また、おまとめできる金額の上限だけでなく、「借入総額の上限」や「年収に対する借入倍率の上限」にも注意が必要です。これらの基準を超えると、希望額を借りられない可能性があります。
Q5. 他社ですでに借り換えした住宅ローンでもおまとめできますか?
A: 可能な場合が多いですが、金融機関によって条件が異なります。
すでに一度借り換えを行った住宅ローンでも、再度借り換えを行うことは可能です。ただし、同じ金融機関内での借り換えは受け付けていない場合があります。例えば、住信SBIネット銀行で返済中の住宅ローンを、同じ住信SBIネット銀行の住宅ローンに借り換えることはできません。
また、借り換えには諸費用がかかりますので、短期間で繰り返し借り換えを行うと、諸費用の負担が大きくなります。長期的な視点で、本当に借り換えのメリットがあるかを慎重に判断してください。
Q6. おまとめと借り換えはどちらがお得ですか?
A: ご自身の状況によって異なりますが、複数のローンを抱えている方にはおまとめがおすすめです。
「おまとめ」と「借り換え」は似て非なるものです。おまとめは複数の異なる種類のローンを一本化すること、借り換えは同じ種類のローン(住宅ローン同士)をより有利な条件に乗り換えることです。
現在、住宅ローン以外に複数のローンを返済中で、それらを一本化したい場合は「おまとめ」が適しています。一方、住宅ローンのみを返済中で、金利を下げたい場合は「借り換え」が適しています。
両方のニーズがある場合(住宅ローンの金利も下げたいし、他のローンもまとめたい)は、「借り換え+おまとめ」が可能な商品を選ぶことで、両方のメリットを得ることができます。
まとめ|おまとめ住宅ローンで賢く返済負担を軽減しよう
本記事では、おまとめ住宅ローンについて詳しく解説してきました。最後に、重要なポイントをまとめておきます。
金利重視なら → 住信SBIネット銀行
- 変動金利0.65%~の低金利
- 全疾病保障付きで安心
- ネット完結で手続きラク
相談重視なら → JAバンク・地方銀行
- 対面でじっくり相談できる
- 地域密着のきめ細やかなサービス
- 個別の事情に柔軟に対応
労働組合員なら → ろうきん
- 事務手数料・保証料が無料
- 住宅プラス500で最大500万円までおまとめ可能
- 繰上返済手数料も無料
おまとめ前に必ず確認すべき3つのこと
- 総支払額で比較する:月々の返済額だけでなく、返済期間も含めた総支払額を計算しましょう。
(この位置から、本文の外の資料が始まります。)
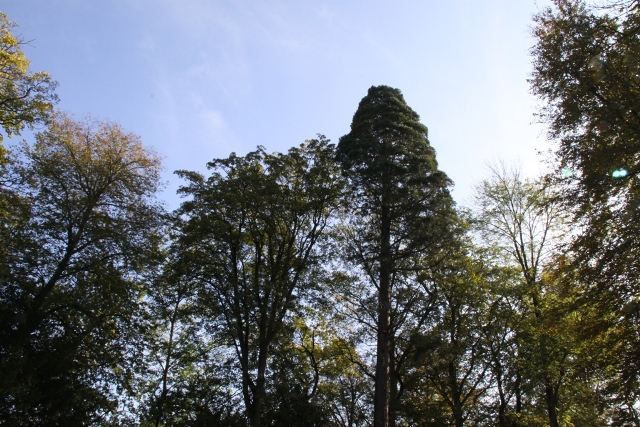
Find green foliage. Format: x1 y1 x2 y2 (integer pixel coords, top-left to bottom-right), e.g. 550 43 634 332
0 115 161 425
177 137 343 426
531 0 640 425
0 12 58 144
337 86 455 426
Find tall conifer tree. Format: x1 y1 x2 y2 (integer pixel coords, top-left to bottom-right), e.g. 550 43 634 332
337 86 454 427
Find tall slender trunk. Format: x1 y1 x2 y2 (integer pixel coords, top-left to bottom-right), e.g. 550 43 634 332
544 381 559 427
373 200 391 427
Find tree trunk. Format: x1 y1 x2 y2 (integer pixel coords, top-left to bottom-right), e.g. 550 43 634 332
373 201 391 427
544 383 558 427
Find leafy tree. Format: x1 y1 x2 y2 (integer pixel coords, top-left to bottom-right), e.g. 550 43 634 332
137 253 246 427
0 114 161 426
178 137 342 427
407 244 502 427
0 12 58 145
476 164 570 427
531 0 640 425
337 86 453 427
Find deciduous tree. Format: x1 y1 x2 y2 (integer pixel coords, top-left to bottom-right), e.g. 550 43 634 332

金利が低くても、返済期間が長くなれば総支払額は増える可能性があります。
- 諸費用を含めてシミュレーションする:事務手数料、保証料、登記費用などの諸費用を含めた実質的なコストで判断しましょう。特に、借り換えでおまとめする場合は、諸費用が高額になりがちです。
- 繰上返済の計画を立てる:おまとめによって月々の返済額が減った場合、その分を繰上返済に回すことで、総支払額の増加を抑えることができます。繰上返済手数料が無料の金融機関を選ぶことも重要です。
おまとめ住宅ローンは、上手に活用すれば大きなメリットを得られる一方、判断を誤ると損をしてしまう可能性もあります。本記事の内容を参考に、ご自身の状況に合った選択をしていただければ幸いです。
住宅ローンは長期にわたる大きな契約ですから、分からないことがあれば遠慮なく金融機関に相談してください。多くの金融機関では、無料の相談会や個別相談を実施していますので、ぜひ活用してみてください。